Ob es sich bei all diesen Toten um Mitglieder einer Familie handelte, die dort gewaltsam ums Leben gebracht wurde, könnten Erbgutanalysen zeigen. "Doch diese sind sehr teuer, und ich weiß nicht, ob es dazu kommen wird", sagt Ramón Martín.
Na Galera liegt wie ein umgekehrter Suppenteller auf der Wasserfläche, so nah, dass sich immer wieder jemand findet, der zur Insel hinüberschwimmt oder sie in Badehose per Stand-up erpaddelt. Doch wenn der Archäologe zwischen den rauen Steinen von der Vergangenheit erzählt, dann versinkt die Gegenwart um ihn unwillkürlich in finstere Zeiten von Krieg und Terror. So stammen die Toten aus dem ersten Jahrhundert nach Christus. Möglicherweise lebte die Familie damals in einer armseligen Strohhütte auf dem Eiland, als die Totschläger auftauchten. Wer, was, wie ist unklar. Fest steht nur, dass Mallorca damals in den Punierkriegen längst von den Römer erobert und die Blütezeit von Na Galera ein Ende gefunden hatte.
Blütezeit auf dem kargen Stein? "Als wir anfingen zu graben, vermuteten wir hier ein Handelszentrum, wo die Phönizier einst mit der Inselbevölkerung Waren austauschten", sagt Martín. Doch es fanden sich weder Öllämpchen noch Amphorenreste. Da war den Experten rasch klar, dass sie vor einer besonderen Entdeckung standen: Na Galera erwies sich als ein Kultort der Phönizier, beziehungsweise ihre punischen Ableger auf Ibiza. Sie liefen das Inselchen einzig zu dem Zweck an, um dort ihren Gottheiten zu huldigen, ihnen Dankes- oder Bittopfer darzubringen, etwa für gefahrlose Überfahrten von und zum Festland. "Was wir hier vor unserer Küste haben, ist die bedeutendste archäologische Fundstätte des westlichen Mittelmeeres in Sachen Punier."

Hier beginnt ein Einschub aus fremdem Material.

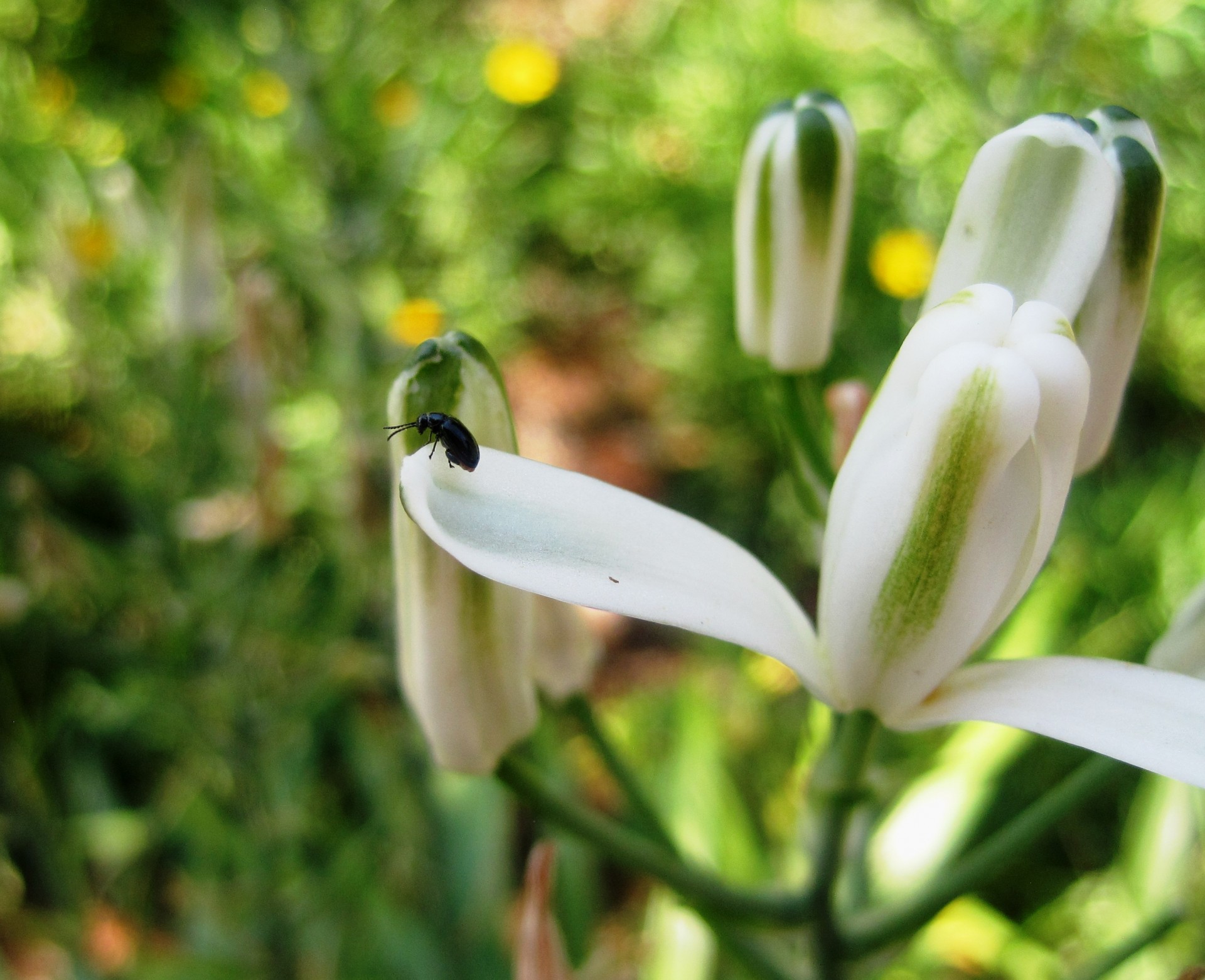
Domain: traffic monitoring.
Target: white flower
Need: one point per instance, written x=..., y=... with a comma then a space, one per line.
x=956, y=484
x=950, y=498
x=1110, y=323
x=470, y=651
x=1033, y=216
x=792, y=226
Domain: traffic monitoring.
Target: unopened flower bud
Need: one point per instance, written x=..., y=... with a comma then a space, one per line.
x=464, y=642
x=1033, y=216
x=950, y=498
x=1110, y=322
x=793, y=208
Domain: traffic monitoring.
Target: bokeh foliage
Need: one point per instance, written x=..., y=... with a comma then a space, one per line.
x=218, y=223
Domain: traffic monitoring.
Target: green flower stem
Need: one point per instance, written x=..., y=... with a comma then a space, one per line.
x=695, y=885
x=875, y=929
x=838, y=787
x=756, y=960
x=1144, y=937
x=643, y=811
x=808, y=422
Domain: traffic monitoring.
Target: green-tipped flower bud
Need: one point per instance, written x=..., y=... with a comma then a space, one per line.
x=464, y=642
x=1110, y=322
x=1033, y=216
x=793, y=205
x=471, y=651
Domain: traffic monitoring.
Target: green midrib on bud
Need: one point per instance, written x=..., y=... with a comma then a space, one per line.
x=818, y=159
x=763, y=240
x=1039, y=192
x=915, y=589
x=1142, y=206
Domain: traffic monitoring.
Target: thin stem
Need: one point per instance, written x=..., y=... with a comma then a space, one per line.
x=1144, y=937
x=808, y=423
x=875, y=929
x=695, y=885
x=641, y=807
x=838, y=784
x=740, y=947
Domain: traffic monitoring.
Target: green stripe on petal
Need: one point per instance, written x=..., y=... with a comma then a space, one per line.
x=915, y=588
x=1142, y=205
x=818, y=161
x=1039, y=193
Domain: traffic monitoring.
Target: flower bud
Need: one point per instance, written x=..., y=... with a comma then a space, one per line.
x=464, y=642
x=1110, y=322
x=950, y=496
x=793, y=206
x=1033, y=216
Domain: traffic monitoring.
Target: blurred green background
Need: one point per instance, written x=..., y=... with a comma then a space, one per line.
x=222, y=226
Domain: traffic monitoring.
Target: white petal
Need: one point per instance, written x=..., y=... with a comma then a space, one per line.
x=813, y=192
x=919, y=570
x=577, y=540
x=1110, y=324
x=1182, y=647
x=751, y=225
x=1033, y=216
x=464, y=643
x=1149, y=718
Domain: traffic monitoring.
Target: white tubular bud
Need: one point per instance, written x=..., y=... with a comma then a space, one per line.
x=950, y=498
x=1033, y=216
x=464, y=642
x=1110, y=323
x=792, y=228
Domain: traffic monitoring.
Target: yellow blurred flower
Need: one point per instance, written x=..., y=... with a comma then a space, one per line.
x=395, y=104
x=522, y=72
x=53, y=92
x=902, y=263
x=31, y=326
x=265, y=94
x=92, y=245
x=181, y=89
x=416, y=321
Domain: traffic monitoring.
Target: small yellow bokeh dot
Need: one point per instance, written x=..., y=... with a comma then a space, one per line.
x=265, y=94
x=53, y=92
x=416, y=321
x=902, y=263
x=522, y=72
x=181, y=89
x=92, y=243
x=395, y=104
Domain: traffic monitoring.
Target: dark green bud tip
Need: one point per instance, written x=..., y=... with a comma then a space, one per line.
x=1142, y=204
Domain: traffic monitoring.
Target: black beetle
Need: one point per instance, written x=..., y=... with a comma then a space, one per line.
x=449, y=431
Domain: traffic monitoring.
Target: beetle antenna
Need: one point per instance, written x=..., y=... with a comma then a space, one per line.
x=398, y=429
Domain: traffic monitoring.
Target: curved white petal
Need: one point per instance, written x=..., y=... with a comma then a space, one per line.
x=577, y=540
x=1033, y=216
x=1149, y=718
x=752, y=230
x=1182, y=647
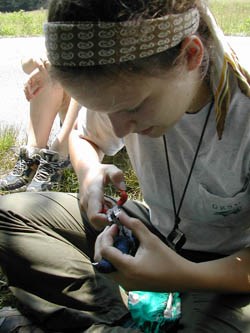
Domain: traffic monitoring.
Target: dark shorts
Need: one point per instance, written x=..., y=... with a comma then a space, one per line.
x=46, y=250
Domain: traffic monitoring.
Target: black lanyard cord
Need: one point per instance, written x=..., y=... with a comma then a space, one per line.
x=177, y=211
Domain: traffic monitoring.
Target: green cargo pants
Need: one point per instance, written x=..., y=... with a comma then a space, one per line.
x=46, y=249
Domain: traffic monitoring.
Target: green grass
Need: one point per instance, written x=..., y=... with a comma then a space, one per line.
x=22, y=23
x=232, y=15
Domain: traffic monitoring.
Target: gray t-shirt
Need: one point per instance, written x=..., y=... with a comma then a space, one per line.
x=215, y=215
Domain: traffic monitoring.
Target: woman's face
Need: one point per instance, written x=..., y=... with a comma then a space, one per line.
x=144, y=105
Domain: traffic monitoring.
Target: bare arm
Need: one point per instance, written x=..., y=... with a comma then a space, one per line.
x=92, y=175
x=156, y=267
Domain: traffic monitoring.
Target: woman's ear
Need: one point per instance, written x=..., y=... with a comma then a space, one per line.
x=193, y=50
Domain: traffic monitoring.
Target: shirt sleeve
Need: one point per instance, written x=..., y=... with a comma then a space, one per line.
x=96, y=127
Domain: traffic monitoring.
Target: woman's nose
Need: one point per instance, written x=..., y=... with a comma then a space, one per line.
x=122, y=123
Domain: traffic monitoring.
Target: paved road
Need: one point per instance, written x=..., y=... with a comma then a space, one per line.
x=13, y=106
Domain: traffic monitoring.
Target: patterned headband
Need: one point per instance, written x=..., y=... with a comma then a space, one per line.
x=80, y=44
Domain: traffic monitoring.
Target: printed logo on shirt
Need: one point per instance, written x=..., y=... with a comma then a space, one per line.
x=226, y=210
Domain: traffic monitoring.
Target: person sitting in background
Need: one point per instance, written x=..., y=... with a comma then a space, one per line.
x=39, y=167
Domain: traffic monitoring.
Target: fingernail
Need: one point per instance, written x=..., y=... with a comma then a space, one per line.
x=122, y=186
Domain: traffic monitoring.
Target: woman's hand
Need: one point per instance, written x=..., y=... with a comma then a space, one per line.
x=154, y=267
x=91, y=191
x=36, y=81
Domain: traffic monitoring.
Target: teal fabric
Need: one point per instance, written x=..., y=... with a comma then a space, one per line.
x=152, y=311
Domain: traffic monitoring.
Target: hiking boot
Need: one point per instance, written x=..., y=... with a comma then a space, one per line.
x=23, y=172
x=49, y=173
x=12, y=321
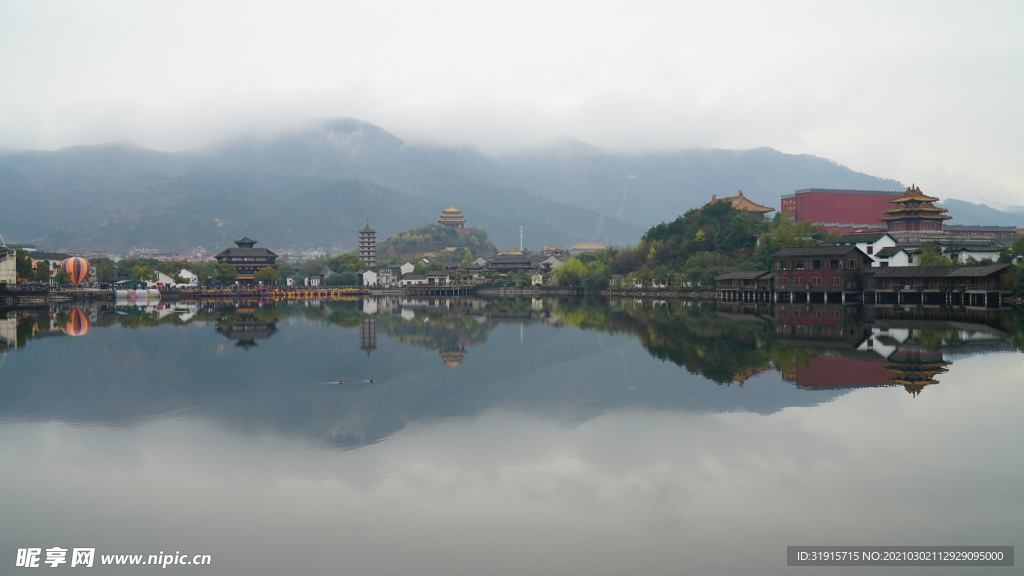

Bei den Grabungen kam zum Vorschein, dass die antiken Seefahrer dort aus dicken Sandsteinblöcken, die sie eigens auf der Insel brachen, ein Heiligtum errichtet hatten, ein quadratisches Geviert, fünf mal fünf Meter, ohne Dach. Dort opferten sie im dritten Jahrhundert vor Christus ihren Göttern, indem sie ihnen Wein oder Milch darboten und anschließend die irdenen Behältnisse zerschlugen. Was des Gottes gewesen war, daraus sollte kein Mensch mehr trinken können. Von daher all die Keramikscherben in den tiefsten Fundschichten der Zisternen, die nun, fast 2500 Jahre später, die Archäologen in Euphorie versetzen, ganz abgesehen von einigen punischen Münzen, die ebenfalls aus dem Erdreich herausgesiebt werden konnten.
Das Heiligtum muss so gefragt gewesen sein, dass dort in jener Zeit zwei weitere Menschen, vermutlich hohe Würdenträger, ehrenvoll bestatten wurden, wie deren sterbliche Überreste in den Grablagen eindrucksvoll belegen.
(Keramik-)Scherben bringen Glück: Jetzt hat sich die Hotelgruppe Puro bereit erklärt, das Forschungsprojekt in den kommenden drei Jahren mit jährlich 16.000 Euro zu unterstützen. Das Geld solle dem Reinigen, Dokumentieren und Konservieren der Fundstücke dienen. Auch die Stadt Palma beteiligt sich an dem Abkommen, um die Bedeutung von Na Galera zu unterstreichen. Das Ergebnis: Im September und Oktober gibt es donnerstags und samstags jeweils um 10 und 12 Uhr zwei Führungen auf dem Eiland.